Bob Dylan - Rough and Rowdy Ways
First time to release new songs in eight years. Showing another side of himself, Bob Dylan talks about the difficult times of America.
Halsey – Manic
Halsey’s raw autobiographical portrait of the artist craving for love and tenderness in a hostile world. Includes collabs featuring Alanis Morissette and Suga from BTS. As she said, Manic is “hip-hop, rock, country, fucking everything.”
Bombay Bicycle Club - Everything Else Has Gone Wrong
It is the fifth studio album by the British indie rock band. The lead single, Eat, Sleep, Wake (Nothing but You), was promoted with a music video directed by Louis Bhose, the bands former touring keyboardist and was shot in Ukraine.
Selena Gomez - Rare
Given how publicly and privately painful Selena Gomez’s last few years have been — worsening struggles with lupus, a kidney transplant, stays in mental-health treatment centres, high-profile breakups — her new album is shockingly, and beautifully, upbeat. Her third solo album is an act of divine ruthlessness.
Hinds - The Prettiest Curse
The Prettiest Curse is the third studio album by the Spanish garage rock band. The band opted for more songs with pop melodies than on their previous albums. The albums fourth single, Just Like Kids (Miau), addresses the all-female bands experiences of sexism in the music industry.
Lady Gaga - Chromatica
Chromatica is a return to form, and a return to the dance floor for Lady Gaga. The singles “Stupid Love” and “Rain on Me” remind us of her early hits, and the music throws back to house, disco, and even New Wave, but still progressing as Gaga sings about rising above past bad romances and her hope for the future. Includes collaborations with Ariana Grande, Blackpink, and Elton John.
Mac Miller - Circles
Before he died of a drug overdose in September 2018, at age 26, Miller put out the two most complete albums of his career: The Divine Feminine, a jazz-rap record, and Swimming, in which he talks about his attempts to come to terms with depression and heartbreak. His newly released album Circles, is not something fresh but accompanies Swimming.
BTS - Map of the Soul: 7
Showing their diversity in their music with different pop styles from rap-bangers to slow-dance ballads to post-Swedish electro-disco to prog-style philosophising, the seven members celebrate being together for seven years and talk about where they’ve been even as they look ahead to their future.
Kesha - High Road
In her newest album, High Road, Kesha she sings about her therapist and tarot readings and her aura, but she’s also back to clubbing with a vengeance. She recently said, “To quote one of my favourite songs of all time, I’ve decided to ‘fight for my right to party!’”

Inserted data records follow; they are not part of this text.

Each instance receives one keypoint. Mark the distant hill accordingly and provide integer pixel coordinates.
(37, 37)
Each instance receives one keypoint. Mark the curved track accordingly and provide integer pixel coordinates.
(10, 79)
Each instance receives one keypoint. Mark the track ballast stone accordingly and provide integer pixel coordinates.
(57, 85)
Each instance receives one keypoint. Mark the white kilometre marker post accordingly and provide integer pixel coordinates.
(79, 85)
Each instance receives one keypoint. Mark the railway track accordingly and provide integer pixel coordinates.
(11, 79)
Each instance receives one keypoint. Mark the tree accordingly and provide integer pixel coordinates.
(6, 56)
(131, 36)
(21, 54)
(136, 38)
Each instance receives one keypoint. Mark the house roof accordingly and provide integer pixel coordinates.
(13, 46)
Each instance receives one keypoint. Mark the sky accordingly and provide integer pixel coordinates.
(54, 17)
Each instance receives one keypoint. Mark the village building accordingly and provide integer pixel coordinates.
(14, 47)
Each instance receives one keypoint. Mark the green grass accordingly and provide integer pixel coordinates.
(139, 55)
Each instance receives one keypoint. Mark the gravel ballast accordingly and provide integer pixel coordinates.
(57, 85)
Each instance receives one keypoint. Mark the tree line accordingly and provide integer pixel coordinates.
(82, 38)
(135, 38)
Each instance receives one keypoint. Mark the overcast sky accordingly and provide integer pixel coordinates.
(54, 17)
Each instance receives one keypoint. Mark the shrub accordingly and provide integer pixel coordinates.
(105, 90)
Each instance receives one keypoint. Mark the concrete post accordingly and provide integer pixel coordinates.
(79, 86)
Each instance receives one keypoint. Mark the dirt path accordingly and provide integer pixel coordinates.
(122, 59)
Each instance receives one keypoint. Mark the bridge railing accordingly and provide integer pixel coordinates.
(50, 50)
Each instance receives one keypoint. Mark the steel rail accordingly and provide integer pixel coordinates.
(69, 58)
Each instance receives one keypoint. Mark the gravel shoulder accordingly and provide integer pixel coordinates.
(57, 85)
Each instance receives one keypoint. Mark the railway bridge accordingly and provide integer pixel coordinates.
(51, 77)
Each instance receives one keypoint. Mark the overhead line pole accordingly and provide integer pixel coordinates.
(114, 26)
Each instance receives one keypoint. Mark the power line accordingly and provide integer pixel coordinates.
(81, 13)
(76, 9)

The Strokes - The New Abnormal
The American rock band’s sixth studio album received positive reviews from critics, with many seeing it as a return to form for the band. Praise was directed mainly towards the maturity of the lyrics and improved cohesion among band mates. It reached number 1 in Scotland and the top ten in six other countries, including the United States and the United Kingdom.
Hayley Williams - Petals for Armor
Released in three parts throughout this spring, Petals for Armor can be viewed as a trilogy of five disco-funk grooves, where Hayley explores her changing coping mechanisms in the midst of hardship.

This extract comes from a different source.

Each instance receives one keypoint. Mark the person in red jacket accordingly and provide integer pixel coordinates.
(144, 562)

Nadine Shah – Kitchen Sink
Kitchen Sink is the fourth album from the English singer-songwriter. In her rock anthem, 'Buckfast', Shah sings about gas-lighting and toxic relationships, while in 'Ladies for Babies (Goats for Love)' she sings in a hypnotising but sinister tone about the treatment of women in a fable about a farmer who neglects his wife.

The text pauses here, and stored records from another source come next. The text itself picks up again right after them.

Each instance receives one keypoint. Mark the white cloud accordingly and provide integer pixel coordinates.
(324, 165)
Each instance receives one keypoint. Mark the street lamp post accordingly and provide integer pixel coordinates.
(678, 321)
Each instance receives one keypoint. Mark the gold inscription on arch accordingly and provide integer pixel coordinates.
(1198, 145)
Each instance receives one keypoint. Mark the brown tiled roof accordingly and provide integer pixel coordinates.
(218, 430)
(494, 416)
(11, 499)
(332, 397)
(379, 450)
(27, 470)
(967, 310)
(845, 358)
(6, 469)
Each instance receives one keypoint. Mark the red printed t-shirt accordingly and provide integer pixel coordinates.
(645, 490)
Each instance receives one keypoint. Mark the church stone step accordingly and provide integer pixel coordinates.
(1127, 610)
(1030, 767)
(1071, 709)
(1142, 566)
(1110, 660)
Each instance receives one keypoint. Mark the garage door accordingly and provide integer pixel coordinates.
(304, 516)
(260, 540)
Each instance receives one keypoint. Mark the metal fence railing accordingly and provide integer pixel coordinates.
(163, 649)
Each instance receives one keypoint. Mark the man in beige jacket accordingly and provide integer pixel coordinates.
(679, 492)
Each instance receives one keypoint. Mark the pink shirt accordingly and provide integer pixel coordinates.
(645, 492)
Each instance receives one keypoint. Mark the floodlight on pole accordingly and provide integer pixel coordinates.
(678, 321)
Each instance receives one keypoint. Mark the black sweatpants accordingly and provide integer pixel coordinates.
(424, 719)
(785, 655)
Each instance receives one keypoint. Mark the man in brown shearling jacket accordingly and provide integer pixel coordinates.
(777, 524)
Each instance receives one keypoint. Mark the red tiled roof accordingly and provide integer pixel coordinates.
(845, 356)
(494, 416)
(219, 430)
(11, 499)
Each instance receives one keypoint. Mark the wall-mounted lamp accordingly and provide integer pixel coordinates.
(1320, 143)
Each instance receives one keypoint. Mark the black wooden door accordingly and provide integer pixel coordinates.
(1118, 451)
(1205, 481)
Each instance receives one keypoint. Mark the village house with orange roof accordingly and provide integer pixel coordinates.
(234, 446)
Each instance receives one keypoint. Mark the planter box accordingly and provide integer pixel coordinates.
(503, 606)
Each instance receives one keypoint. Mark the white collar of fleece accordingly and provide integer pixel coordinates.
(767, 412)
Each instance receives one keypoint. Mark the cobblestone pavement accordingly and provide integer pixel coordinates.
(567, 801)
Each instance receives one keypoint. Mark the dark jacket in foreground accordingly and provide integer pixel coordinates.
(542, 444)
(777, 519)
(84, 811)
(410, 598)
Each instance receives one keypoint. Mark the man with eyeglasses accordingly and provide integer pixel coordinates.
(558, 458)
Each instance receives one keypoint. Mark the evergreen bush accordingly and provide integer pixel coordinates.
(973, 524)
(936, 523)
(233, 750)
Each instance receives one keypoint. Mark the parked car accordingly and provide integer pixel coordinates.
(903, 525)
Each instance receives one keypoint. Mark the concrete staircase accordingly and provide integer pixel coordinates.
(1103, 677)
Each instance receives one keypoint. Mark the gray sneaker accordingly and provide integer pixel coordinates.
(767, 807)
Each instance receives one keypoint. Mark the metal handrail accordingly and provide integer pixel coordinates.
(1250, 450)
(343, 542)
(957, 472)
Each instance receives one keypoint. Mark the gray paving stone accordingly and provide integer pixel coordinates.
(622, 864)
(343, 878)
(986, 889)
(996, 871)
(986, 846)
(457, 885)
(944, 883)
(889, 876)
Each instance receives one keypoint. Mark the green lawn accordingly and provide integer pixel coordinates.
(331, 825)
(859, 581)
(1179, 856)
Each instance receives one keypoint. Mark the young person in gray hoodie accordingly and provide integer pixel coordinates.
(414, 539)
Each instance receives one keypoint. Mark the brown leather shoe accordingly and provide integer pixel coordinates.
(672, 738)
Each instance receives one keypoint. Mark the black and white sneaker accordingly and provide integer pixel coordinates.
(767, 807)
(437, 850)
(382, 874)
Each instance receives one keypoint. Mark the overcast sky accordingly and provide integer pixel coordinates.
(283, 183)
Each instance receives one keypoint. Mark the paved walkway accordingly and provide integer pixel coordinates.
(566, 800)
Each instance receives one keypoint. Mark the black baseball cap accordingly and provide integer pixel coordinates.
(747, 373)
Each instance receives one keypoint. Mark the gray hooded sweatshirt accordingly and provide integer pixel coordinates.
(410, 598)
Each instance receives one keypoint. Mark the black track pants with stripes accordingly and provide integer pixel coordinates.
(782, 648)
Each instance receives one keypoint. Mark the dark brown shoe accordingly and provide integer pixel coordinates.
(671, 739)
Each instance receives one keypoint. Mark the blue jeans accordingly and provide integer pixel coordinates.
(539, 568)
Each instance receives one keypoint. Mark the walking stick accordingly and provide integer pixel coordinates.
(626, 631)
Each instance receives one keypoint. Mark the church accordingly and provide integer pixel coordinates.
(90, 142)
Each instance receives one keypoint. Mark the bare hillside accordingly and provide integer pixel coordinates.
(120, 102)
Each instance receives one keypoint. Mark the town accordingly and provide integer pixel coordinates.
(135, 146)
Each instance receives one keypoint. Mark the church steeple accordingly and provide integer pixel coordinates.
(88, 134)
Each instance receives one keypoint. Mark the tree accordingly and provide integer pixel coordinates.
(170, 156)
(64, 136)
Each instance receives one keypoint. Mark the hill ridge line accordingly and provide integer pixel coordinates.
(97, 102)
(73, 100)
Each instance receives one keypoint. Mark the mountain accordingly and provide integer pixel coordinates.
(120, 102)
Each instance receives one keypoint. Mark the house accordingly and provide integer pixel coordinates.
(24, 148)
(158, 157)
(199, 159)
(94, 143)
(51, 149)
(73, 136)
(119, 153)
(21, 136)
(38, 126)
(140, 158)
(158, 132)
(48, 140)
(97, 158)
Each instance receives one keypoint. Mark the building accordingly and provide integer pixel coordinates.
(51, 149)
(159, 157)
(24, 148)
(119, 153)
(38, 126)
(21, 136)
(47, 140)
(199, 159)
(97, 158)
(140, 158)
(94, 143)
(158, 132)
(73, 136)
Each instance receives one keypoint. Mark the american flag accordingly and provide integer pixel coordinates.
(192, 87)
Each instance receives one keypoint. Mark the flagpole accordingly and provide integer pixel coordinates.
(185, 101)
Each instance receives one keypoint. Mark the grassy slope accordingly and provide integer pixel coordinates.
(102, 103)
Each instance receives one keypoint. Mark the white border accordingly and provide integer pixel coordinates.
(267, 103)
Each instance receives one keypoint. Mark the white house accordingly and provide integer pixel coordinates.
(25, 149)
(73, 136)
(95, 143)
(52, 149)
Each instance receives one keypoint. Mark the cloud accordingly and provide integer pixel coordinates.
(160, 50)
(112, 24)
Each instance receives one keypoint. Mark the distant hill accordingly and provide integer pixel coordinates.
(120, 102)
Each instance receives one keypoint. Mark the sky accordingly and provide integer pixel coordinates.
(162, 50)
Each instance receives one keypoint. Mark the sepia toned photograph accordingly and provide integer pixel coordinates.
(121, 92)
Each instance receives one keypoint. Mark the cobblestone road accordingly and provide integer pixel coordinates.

Kehlani – It Was Good Until It Wasn’t
Filled with smooth R&B, the second album from Californian singer Kehlani Ashley Parrish features a girl wearing denim shorts peeping over a concrete wall to an idyllic sky of palm trees; an illustration of the grit and glamour, darkness and light that weave against each other on the album.
Phoebe Bridgers - Punisher
An indie rock and emo-folk album by the American singer-songwriter. Lyrically, it tackles themes of missed connections, the tension between the inner and outer self, and the pain of watching things end. Bridgers used the words "crying" and the feeling of numbness to describe its contents.